Cependant, depuis quelques années en Ile-de-France, ces contentieux ont pris une toute autre coloration avec l’augmentation très sensible du prix de l’immobilier. En effet, si, en pleine campagne, l’appropriation de quelques mètres carrés d’un terrain agricole conduit à une indemnisation ne dépassant pas quelques centaines d’euros, il en va différemment les zones où la pression foncière se fait sentir et où le prix du mètre carré constructible augmente corrélativement.

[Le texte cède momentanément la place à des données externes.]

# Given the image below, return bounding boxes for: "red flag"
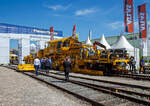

Dans cette hypothèse, une action intentée par les propriétaires des terrains concernés peut constituer un risque pour l’équilibre des finances locales (d’autant plus lorsque la collectivité a usé de cette pratique à une échelle importante).
Il est important donc de s’interroger sur la qualification de ces empiètements et, surtout, sur leur mode indemnisation.
De prime abord, deux qualifications peuvent être envisagées : la voie de fait ou l’emprise irrégulière, sans qu’il soit aisé de déterminer précisément de laquelle de ces catégories relève l’empiètement concerné.
Cette question, qui peut paraitre uniquement théorique, a au-delà de l’importance symbolique de cette qualification, des conséquences pratiques non négligeables en termes de compétence juridictionnelle et de prescription de l’action en indemnisation.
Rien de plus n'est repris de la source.